PII Identification with Azure Cognitive Services in C#

PII Identification with Azure Cognitive Services in C#

Automatically flag and redact sensitive content with artificial intelligence

PII identification, short for personally identifiable information, is a part of Azure Cognitive Services that lets us automatically flag potentially sensitive content in strings. In this article we’ll discuss how to get started with PII Identification, how to detect PII in strings using C#, and how to redact those strings to reduce risks associated with storing PII.

PII is a very serious concern in many industries, particularly health and educational industries. In these industries how we store and display PII significantly matters. However, identifying PII in scanned documents or user-entered text can be a challenge. Azure’s PII identification service lets us flag these strings for follow-up and redaction prior to storage or display. What’s more, it does this in a compliant and stateless way that does not retain PII on its servers when used synchronously as we’ll see here.

Let’s check out how this works.

In order to get the most out of this article you should be familiar with:

  • The basics of Azure Cognitive Services
  • The basics of C# programming
  • How to add a package reference using NuGet

Adding a Reference to the Azure Cognitive Services Language SDK

In order to use PII identification, we should add a reference to the Azure SDK. To get this we’ll install the latest version of the Azure.AI.TextAnalytics package in Visual Studio using NuGet package manager.

Adding a NuGet Reference to Azure.AI.TextAnalytics

Caution: do not use Microsoft.Azure.CognitiveServices.Language.TextAnalytics.
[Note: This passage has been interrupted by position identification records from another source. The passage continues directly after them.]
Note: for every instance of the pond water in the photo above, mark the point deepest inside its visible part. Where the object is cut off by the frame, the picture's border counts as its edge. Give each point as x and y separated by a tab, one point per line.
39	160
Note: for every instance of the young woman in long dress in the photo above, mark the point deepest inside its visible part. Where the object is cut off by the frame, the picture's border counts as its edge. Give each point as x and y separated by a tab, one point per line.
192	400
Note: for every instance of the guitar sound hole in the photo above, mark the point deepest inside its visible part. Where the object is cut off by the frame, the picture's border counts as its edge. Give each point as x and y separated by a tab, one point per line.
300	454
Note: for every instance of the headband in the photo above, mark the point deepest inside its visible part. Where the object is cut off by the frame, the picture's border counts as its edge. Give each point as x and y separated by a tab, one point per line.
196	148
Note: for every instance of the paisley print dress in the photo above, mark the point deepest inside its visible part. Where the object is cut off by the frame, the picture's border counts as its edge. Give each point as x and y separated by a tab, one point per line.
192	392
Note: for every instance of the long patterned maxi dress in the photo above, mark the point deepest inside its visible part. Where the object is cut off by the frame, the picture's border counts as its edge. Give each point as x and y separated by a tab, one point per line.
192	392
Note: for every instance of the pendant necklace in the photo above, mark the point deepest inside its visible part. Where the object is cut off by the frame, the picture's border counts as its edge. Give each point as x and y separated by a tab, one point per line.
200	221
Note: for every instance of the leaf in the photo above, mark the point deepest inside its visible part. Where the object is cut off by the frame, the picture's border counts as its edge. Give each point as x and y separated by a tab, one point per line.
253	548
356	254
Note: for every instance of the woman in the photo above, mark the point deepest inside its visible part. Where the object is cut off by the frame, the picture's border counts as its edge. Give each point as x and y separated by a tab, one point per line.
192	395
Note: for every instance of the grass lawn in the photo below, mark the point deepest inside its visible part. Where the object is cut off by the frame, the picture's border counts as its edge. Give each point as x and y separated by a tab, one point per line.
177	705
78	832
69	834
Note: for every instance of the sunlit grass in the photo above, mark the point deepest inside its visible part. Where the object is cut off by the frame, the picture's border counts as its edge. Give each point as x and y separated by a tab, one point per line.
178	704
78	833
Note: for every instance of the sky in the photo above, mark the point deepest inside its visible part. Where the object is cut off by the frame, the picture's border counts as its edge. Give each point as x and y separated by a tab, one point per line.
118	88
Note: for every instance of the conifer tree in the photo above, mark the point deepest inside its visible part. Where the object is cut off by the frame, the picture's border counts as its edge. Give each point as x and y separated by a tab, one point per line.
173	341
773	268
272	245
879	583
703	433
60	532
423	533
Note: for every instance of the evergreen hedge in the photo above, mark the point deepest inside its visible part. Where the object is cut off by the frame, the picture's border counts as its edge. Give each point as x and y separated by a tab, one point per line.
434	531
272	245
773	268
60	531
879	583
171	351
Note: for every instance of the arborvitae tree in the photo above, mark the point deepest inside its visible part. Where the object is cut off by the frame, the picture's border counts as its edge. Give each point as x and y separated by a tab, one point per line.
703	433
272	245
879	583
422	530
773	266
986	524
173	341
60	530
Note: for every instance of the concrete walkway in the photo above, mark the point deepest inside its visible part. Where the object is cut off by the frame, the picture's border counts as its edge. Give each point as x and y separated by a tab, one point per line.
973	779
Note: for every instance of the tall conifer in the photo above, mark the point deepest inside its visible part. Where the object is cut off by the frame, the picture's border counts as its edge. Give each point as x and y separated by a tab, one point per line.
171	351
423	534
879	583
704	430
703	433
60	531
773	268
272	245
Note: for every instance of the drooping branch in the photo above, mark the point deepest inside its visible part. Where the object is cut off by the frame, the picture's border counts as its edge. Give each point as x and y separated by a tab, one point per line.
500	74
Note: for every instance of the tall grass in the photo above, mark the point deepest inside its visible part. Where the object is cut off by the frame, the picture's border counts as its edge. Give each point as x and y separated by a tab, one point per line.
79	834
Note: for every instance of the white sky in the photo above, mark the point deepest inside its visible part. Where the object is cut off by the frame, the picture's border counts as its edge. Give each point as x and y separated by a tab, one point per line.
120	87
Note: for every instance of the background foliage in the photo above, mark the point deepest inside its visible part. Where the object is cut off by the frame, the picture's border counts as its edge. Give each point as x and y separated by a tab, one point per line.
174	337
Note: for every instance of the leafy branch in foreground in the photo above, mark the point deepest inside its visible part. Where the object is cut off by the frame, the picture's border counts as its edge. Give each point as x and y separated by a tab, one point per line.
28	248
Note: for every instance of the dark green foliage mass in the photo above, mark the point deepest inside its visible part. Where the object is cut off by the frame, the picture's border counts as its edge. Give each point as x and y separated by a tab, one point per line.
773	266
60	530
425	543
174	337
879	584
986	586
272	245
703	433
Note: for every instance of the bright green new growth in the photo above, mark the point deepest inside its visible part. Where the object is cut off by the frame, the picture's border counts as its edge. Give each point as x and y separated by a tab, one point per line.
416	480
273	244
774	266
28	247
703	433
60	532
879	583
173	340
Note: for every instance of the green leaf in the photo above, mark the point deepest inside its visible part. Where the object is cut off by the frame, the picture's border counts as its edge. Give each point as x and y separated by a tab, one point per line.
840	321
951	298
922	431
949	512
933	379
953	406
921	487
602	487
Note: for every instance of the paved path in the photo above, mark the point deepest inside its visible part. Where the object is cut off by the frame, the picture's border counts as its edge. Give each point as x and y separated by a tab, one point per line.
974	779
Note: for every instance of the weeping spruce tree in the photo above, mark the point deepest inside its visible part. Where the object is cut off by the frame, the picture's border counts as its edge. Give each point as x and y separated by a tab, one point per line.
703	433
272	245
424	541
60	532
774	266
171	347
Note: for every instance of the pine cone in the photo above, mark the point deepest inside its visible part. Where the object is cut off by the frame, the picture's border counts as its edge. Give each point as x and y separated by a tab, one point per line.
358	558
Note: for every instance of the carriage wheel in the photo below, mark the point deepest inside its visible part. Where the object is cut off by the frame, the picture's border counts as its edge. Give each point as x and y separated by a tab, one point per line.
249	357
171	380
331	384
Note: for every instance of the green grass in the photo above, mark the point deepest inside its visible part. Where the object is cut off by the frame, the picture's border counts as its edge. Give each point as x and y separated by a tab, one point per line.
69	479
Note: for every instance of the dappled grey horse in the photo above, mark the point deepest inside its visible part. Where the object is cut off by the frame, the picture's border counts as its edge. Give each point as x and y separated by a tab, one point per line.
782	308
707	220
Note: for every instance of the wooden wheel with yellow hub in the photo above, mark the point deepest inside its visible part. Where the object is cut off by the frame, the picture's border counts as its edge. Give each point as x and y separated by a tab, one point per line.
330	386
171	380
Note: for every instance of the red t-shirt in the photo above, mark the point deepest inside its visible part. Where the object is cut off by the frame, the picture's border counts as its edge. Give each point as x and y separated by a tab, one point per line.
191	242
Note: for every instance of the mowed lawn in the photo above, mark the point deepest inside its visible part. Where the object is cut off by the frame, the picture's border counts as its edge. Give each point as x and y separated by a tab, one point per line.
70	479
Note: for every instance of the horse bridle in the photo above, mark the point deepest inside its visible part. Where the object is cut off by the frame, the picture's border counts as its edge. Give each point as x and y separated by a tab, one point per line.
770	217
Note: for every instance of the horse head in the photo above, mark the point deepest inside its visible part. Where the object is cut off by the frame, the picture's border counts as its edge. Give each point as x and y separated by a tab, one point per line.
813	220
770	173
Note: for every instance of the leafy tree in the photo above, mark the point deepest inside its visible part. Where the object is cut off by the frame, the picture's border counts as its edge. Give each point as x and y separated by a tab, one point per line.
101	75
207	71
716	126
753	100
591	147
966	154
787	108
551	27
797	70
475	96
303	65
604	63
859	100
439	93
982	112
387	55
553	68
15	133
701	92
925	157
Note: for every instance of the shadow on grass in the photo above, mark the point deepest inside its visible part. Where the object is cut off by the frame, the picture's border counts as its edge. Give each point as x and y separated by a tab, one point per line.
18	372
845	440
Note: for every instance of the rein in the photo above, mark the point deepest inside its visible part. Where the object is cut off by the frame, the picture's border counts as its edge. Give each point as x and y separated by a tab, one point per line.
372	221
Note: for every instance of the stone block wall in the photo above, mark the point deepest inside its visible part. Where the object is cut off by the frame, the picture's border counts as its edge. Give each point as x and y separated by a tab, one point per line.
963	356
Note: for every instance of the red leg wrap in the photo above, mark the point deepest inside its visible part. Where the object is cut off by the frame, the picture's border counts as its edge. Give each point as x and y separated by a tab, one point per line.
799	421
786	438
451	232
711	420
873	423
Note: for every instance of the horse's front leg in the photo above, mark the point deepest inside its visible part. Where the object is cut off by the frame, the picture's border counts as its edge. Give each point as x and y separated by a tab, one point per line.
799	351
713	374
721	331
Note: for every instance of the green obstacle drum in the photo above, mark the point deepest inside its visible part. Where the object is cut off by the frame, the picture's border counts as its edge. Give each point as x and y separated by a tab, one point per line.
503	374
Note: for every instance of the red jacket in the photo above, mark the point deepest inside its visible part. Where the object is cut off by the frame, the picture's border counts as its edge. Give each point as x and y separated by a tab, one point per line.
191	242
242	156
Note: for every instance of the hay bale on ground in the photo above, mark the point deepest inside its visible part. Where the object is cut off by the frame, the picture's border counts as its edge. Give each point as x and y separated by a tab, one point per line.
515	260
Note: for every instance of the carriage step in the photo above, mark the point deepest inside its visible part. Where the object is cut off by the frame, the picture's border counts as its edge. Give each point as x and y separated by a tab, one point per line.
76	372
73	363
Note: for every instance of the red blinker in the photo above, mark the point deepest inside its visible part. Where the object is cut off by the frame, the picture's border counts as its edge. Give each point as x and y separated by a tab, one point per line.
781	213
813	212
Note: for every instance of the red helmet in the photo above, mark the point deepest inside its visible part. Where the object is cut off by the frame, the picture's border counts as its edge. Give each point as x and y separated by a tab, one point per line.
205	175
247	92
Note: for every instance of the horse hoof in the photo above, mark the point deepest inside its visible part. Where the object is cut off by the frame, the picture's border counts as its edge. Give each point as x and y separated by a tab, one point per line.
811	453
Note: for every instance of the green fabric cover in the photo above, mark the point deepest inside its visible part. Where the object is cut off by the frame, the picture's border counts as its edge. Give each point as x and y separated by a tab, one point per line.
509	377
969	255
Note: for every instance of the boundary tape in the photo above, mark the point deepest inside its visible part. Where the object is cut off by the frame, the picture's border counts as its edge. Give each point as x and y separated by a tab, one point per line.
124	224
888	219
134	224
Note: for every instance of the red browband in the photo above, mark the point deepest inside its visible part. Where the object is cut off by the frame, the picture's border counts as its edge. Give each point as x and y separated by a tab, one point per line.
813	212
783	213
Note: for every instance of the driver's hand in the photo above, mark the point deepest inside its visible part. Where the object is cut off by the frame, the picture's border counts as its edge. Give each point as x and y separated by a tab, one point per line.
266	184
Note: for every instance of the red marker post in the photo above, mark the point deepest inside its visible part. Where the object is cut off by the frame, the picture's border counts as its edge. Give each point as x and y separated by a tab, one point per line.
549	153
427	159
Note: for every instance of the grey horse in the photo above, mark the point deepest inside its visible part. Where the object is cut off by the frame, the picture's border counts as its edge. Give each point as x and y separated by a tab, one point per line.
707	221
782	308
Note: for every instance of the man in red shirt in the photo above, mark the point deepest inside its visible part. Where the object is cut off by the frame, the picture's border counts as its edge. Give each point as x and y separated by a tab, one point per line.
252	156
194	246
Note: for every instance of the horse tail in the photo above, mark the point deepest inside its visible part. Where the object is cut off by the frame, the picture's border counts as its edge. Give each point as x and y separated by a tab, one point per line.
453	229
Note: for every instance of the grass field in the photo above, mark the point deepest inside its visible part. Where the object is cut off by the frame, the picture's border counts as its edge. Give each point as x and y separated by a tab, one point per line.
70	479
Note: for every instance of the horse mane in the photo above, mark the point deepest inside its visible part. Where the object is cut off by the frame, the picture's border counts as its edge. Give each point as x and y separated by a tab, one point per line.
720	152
This is the old version of this library and it has some known bugs.

See Microsoft’s documentation on NuGet package manager for additional instructions on adding a package reference.

Note: Adding the package can also be done in the .NET CLI with dotnet add package Azure.AI.TextAnalytics.

Creating a TextAnalyticsClient Instance

We need some using statements at the beginning of our C# file to work with the TextAnalytics namespace:

using Azure;
using Azure.AI.TextAnalytics;

After that, we’ll store key and endpoint. These can be found on the Keys and Endpoints blade of your cognitive services instance in the Azure portal.

Cognitive Services Keys and Endpoints Blade

If you are using a single Azure Cognitive Services instance, you should use one of that service’s keys and its endpoint. If you wanted an isolated service and created a stand-alone Language Service, you would use that service’s key and endpoint instead.

// These values should come from a config file and should NOT be stored in source control
string key = "YourKeyGoesHere";
Uri endpoint = new Uri("https://YourCogServicesUrl.cognitiveservices.azure.com/");

Important Security Note: In a real application you should not hard-code your cognitive services key in your source code or check it into source control. Instead, you should get this key from a non-versioned configuration file via IConfiguration or similar mechanisms. Checking in keys can lead to people discovering sensitive credentials via your current source or your source control history and potentially using them to perform their own analysis at your expense.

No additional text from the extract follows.